As it may only be possible to recognize both local and global transformations with the benefit of hindsight, it is important to more rigorously explore and test early indicators of transformation. These indicators allow urban decision-makers, scholars, and practitioners to adaptively manage these complex socioecological systems, strengthen engagement with diverse actors, and reorient when necessary. It is clear that small changes (for instance, adjustments to building codes, job descriptions, and funding mechanisms) may gain momentum and influence over time, with powerful implications for an increasingly urbanized planet.
Ultimately, sustainability transformations may follow many paths, from the gradual reorientation of the system through accumulated incremental actions, to radical shifts or shocks that give rise to a nonlinear system shift.
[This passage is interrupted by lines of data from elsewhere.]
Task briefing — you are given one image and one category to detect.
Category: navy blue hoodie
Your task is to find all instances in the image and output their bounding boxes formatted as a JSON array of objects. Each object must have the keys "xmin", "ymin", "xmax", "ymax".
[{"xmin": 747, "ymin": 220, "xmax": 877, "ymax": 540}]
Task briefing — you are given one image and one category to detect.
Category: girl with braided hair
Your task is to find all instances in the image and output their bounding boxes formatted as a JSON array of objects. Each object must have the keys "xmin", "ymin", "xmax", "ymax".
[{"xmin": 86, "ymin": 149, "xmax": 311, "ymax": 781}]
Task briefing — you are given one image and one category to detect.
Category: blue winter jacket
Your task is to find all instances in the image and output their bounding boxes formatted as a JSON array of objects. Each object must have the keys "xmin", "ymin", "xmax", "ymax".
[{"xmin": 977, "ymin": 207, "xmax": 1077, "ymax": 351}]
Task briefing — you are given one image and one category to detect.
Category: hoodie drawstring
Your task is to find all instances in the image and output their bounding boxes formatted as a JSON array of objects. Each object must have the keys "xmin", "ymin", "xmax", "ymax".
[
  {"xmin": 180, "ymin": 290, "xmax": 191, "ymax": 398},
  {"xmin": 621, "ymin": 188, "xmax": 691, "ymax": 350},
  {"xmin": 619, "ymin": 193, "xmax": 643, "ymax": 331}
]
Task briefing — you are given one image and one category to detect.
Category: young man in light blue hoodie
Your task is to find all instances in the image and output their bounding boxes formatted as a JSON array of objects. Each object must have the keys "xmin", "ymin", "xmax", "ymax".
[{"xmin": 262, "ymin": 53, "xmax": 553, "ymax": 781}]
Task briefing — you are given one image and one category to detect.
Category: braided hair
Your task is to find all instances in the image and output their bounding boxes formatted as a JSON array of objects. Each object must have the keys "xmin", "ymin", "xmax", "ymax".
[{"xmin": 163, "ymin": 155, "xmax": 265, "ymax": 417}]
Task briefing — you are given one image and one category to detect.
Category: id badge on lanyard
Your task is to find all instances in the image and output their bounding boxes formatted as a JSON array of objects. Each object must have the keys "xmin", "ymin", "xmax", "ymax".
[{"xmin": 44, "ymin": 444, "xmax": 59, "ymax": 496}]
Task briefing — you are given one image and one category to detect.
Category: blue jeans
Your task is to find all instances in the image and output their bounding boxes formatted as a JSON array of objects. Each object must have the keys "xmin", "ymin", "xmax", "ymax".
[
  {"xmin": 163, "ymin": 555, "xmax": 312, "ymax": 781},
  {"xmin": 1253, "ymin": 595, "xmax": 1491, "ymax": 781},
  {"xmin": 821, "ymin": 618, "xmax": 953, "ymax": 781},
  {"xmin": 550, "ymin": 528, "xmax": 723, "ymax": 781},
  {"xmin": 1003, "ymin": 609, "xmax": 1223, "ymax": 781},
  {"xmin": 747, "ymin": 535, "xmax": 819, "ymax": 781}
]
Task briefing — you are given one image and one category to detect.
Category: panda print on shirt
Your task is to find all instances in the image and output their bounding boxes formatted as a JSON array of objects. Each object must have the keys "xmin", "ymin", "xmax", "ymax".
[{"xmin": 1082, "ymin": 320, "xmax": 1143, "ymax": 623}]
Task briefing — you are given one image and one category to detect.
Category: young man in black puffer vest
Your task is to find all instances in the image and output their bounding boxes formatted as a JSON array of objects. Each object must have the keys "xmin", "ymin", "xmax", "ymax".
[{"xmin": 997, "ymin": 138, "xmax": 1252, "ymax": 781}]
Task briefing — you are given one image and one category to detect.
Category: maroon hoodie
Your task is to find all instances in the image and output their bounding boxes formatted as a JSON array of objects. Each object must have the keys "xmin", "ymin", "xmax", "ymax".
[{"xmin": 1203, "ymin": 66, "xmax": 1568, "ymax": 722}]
In a post–Paris Agreement world, it is the task of urban scholars to cast their conceptual and empirical nets widely, to explicitly acknowledge the complex politics of urban innovation, to explore models of governance that are inclusive and adaptable, and to delve into the power of a multitude of actors to effect change.
1 We view collaboration and contestation not as diametrically opposed processes, but rather two dynamics that often simultaneously occur in urban spaces as various actors work together to navigate sustainability transitions.